I hope that you do get to return. Thanks for your comment.
Wow Sally I’m truly amazed at the advance in technology for cameras. Even iPhones are amazing. Gorgeous photo!
Nicole, thanks so much.
This is an amazing image, like an Ansel Aams, I agree with Andy!
Amy, I’m humbled. Thank you so much.
Wonderful photo… Nature can be the most relaxing thing for me unless I run into an expected animal…
I appreciate your comment. Nature always amazes and surprises.
It is beautiful!
Beautiful photo and one of my favorite places.
Wonderful that you’ve gotten to experience the majesty of Yosemite. Thanks for your comment and visit.
Magnificent photo, Sally. And definitely Ansel Adams came immediately to mind. Your decision to use monochrome was the perfect finish to bring out the beauty even more.

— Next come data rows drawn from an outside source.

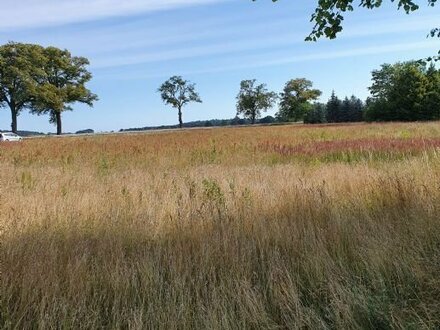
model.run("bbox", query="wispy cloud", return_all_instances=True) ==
[96,40,437,80]
[0,0,225,31]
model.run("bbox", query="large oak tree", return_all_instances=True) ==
[32,47,98,135]
[237,79,277,124]
[0,42,44,133]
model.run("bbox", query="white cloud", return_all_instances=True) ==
[95,40,437,80]
[0,0,225,31]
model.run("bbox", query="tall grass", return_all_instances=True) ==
[0,123,440,329]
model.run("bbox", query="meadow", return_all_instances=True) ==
[0,122,440,329]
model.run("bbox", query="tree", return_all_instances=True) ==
[327,91,342,123]
[0,42,44,133]
[158,76,202,128]
[304,103,327,124]
[264,0,440,41]
[237,79,277,124]
[367,61,440,121]
[277,78,321,121]
[32,47,98,135]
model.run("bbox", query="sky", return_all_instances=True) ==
[0,0,440,132]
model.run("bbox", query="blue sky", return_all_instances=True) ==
[0,0,440,132]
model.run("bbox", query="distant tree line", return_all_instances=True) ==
[230,61,440,124]
[0,42,440,134]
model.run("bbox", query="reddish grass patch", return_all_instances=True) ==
[258,138,440,156]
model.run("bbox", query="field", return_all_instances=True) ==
[0,122,440,329]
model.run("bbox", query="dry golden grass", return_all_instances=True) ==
[0,122,440,329]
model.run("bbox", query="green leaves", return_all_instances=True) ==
[277,78,322,121]
[0,42,44,132]
[266,0,439,41]
[237,79,277,124]
[0,42,98,132]
[157,76,202,128]
[367,61,440,121]
[31,47,98,134]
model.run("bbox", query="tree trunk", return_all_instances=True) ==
[11,106,17,133]
[55,111,62,135]
[179,108,183,128]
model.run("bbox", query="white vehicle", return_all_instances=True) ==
[0,132,23,141]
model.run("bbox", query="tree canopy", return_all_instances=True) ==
[277,78,321,121]
[262,0,440,48]
[32,47,98,135]
[237,79,277,124]
[366,61,440,121]
[0,42,44,133]
[158,76,202,128]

I look forward to finding out more about the new compact camera, Light.
Angeline, I appreciate your comment. Thanks.
Beautiful photo – very much like Ansel. Love it
Raewyn, thank you so much.
Truly stunning Sally. I agree with what others have said.
Su, thanks so much.
Love your line “nature is the quintessential master of the universe” Your photo does say the same.
So rare to see few people below the falls. Provocative image.
Happy Monday Challenge
Carol, I appreciate your response to my image. Thanks so much.
What a stunning photo, Sally. I can easily understand why that sight inspired you on many levels. Gorgeous work.
Patti, that view is a summation of the rich visual experiences that the wild provides for us. Thanks so much for your comment.
A beautiful photo, Sally. And I love this: Of all the upness accessible to mortals, there is no upness comparable to the mountains. Now that I’m living in the Blue Ridge Mountains, I must agree with that quote! I decided I like it so much because I always feel like I’m on vacation! LOL! Have a wonderful week!
Linda, your comment fills my heart with joy, that you have found such an inspiration spot. Thanks so much for your comment.
Andy already expressed my thought: very like Ansel Adams and evocative of an earlier time before the park became so popular and crowded. Just wonderful, Sally.
I enjoyed the quotes very much, especially as I’m in a place where the soul-fulfillment of nature happens every day. In a few minutes, I’ll walk to the corral, then ride for several hours, reveling in the beauty of the mountains and forest. Such a blessing!
Janet, that is a blissful way to spend part of your day, steeped in nature’s charm. Enjoy. Thanks so much for your comment.
Very nice! Like an Ansel Adams!😃
Andy, I’m humbled. Lovely to hear from you. Thanks.